Camille Henrot’s extensive research across a range of disciplines like philosophy, anthropology, and history often shapes her work, including Grosse Fatigue. She made the video while in residence at the Smithsonian Institution in Washington, D.C., digging into its vast collections to pull together images of objects and specimens, like animal skeletons and carved figurines, with footage she shot in offices and collection storage. Henrot merges this with additional video clips and images she both made and found online.
Characterizing her structuring of Grosse Fatigue as “an experience of density itself,” she frames this material in layered pop-up windows that continually open and close against the changing background of a computer desktop. Brief pauses in the pacing stand out in Henrot’s otherwise rapid-fire sequencing. Sometimes, a woman’s hands appear in the frames, nails playfully manicured to match the colorful backgrounds. A spoken word-style voiceover, which interweaves stories of creation from across cultures, structures the visual cacophony. Henrot describes this mash-up of scientific discovery and religious myth-making as an “intuitive unfolding of knowledge,” a presentation meant to highlight our abundance of information, as well as its limits.
Additional text from What Is Contemporary Art?. Coursera, 2019 [https://www.coursera.org/learn/contemporary-art/supplement/DwSt8/surveilling-seeing-scanning]

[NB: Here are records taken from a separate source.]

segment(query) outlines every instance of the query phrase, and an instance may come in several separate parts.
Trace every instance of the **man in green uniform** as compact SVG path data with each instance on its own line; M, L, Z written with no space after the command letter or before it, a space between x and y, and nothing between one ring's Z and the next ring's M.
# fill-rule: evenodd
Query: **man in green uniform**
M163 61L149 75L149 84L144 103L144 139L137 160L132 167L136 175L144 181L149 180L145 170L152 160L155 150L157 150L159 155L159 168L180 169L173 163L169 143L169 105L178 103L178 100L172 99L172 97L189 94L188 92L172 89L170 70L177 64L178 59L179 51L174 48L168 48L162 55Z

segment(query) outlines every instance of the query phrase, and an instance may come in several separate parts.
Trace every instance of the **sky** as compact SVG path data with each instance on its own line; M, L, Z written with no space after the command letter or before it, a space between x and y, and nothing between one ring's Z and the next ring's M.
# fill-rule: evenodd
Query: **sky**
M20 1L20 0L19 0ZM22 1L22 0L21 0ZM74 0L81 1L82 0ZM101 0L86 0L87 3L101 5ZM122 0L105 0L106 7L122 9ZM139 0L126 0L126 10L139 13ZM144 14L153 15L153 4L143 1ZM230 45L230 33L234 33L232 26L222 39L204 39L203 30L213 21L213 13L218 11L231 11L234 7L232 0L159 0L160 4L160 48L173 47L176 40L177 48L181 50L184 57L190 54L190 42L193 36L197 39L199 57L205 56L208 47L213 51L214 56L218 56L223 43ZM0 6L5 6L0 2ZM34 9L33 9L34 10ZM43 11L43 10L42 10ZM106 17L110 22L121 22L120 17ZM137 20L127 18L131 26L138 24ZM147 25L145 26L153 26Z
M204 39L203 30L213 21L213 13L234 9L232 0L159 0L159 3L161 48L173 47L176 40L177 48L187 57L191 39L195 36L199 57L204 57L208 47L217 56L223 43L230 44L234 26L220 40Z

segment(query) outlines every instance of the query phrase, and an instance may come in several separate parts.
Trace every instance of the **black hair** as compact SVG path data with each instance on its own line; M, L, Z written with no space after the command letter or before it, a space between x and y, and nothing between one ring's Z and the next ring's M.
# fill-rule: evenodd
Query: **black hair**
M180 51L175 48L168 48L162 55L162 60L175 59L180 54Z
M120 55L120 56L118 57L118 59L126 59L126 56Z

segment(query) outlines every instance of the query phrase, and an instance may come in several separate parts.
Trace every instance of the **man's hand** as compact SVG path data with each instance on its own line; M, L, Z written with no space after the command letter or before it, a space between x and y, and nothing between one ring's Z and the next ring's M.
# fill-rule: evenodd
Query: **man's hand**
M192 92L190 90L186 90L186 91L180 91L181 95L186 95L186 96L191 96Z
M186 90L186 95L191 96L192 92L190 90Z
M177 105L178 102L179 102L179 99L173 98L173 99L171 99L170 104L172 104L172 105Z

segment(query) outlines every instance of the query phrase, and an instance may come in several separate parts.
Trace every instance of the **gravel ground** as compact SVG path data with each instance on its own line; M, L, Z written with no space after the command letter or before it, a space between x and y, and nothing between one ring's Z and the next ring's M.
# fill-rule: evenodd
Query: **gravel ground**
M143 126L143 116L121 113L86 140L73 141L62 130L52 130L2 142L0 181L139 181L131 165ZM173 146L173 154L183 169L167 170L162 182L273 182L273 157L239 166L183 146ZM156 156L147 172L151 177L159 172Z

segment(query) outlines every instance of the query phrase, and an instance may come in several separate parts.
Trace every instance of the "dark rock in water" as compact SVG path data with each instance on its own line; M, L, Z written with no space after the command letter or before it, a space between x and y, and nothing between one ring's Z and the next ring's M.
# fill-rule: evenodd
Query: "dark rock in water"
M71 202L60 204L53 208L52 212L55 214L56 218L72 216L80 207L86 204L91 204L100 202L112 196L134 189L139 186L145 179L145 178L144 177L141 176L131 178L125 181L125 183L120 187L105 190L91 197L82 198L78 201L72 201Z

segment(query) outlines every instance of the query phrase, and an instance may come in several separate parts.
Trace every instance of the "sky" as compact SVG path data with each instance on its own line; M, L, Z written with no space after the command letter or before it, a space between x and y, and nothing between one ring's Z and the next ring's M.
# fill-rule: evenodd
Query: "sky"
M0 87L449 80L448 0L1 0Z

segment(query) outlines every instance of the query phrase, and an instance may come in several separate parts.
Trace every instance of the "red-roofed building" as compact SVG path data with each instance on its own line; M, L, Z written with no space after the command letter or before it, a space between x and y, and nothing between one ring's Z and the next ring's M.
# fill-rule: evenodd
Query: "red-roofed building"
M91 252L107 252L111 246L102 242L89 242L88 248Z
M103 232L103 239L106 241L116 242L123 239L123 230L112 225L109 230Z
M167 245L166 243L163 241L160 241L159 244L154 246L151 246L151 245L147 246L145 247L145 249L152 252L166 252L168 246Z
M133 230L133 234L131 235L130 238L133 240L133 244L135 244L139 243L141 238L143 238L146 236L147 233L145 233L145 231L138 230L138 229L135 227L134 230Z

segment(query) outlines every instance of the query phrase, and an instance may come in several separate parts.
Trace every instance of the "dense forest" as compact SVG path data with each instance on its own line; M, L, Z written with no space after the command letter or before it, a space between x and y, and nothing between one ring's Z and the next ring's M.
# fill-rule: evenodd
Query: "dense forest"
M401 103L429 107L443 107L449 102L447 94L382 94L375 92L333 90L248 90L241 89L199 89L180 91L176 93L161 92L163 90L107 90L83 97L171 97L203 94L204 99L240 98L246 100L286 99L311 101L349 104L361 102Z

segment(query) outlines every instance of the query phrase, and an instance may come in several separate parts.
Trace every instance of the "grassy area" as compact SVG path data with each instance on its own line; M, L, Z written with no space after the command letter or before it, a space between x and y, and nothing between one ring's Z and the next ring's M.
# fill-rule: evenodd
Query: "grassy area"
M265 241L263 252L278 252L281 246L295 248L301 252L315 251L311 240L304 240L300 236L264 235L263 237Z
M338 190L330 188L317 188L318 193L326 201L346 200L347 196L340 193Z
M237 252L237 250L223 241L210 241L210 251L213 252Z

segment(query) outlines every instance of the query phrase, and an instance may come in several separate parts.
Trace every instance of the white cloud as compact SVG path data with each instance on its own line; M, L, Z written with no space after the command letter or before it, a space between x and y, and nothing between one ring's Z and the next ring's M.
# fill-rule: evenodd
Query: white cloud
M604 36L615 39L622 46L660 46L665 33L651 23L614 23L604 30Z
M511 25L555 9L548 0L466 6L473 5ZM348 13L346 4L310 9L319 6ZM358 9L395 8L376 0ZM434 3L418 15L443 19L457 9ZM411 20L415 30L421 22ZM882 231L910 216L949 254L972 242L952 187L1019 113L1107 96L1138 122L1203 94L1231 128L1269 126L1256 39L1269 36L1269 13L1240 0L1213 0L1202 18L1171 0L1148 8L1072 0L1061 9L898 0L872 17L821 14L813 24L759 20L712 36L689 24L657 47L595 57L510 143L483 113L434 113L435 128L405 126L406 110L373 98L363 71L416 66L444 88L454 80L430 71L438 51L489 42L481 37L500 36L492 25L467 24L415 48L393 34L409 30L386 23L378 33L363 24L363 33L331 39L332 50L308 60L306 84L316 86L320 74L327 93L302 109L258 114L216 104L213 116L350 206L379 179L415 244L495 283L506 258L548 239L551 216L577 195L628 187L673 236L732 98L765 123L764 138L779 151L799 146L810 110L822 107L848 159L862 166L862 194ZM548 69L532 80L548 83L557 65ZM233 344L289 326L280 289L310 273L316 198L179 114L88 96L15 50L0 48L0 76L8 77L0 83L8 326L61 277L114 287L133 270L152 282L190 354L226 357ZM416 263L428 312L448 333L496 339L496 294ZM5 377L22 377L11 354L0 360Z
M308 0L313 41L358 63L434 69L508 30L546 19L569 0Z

Grosse Fatigue uses the familiar setting of a computer desktop to narrate the origins of the universe, and to question how such narratives have been constructed. The video draws on the artist’s experience during a Smithsonian Artist Research Fellowship, for which Henrot was granted access to film the collections of the Smithsonian Archives of American Art, the National Museum of Natural History, and the National Air and Space Museum in Washington, DC. Set to a poem written by Henrot in collaboration with the poet Jacob Bromberg, the text is voiced by Ghanaian American multidisciplinary artist Akwetey Orraca Tetteh and scored by musician Joakim Bouaziz.
Employing oral traditions instead of more official written histories, Grosse Fatigue draws from scientific theories and religious creation stories to denote the common human desire to explain our origins. These narratives diverge and converge in the poem throughout the video. A rapid-fire choreography of pop-up windows and images provides glimpses into Henrot’s research at the Smithsonian; the voracious systems of acquisition, preservation, and classification central to the construction of the Western museum are linked to the Internet’s procedures of compiling and framing the information we seek. The video’s swiftly proliferating imagery, while signaling the speed and light_ness of the digital world, ultimately highlights the heaviness and exhaustion provoked by overwhelming streams of data. Grosse Fatigue considers the museum’s restless accumulation of objects and dead animal specimens—often achieved through forms of violence, like genocide, extinction, and environmental damage—that feeds our infinite hunger for knowledge. If vanity has compelled us to construct our own history through forms of possession and death, Henrot considers the underlying impulses that continue to drive new technologies and the seduction of constructing ourselves online.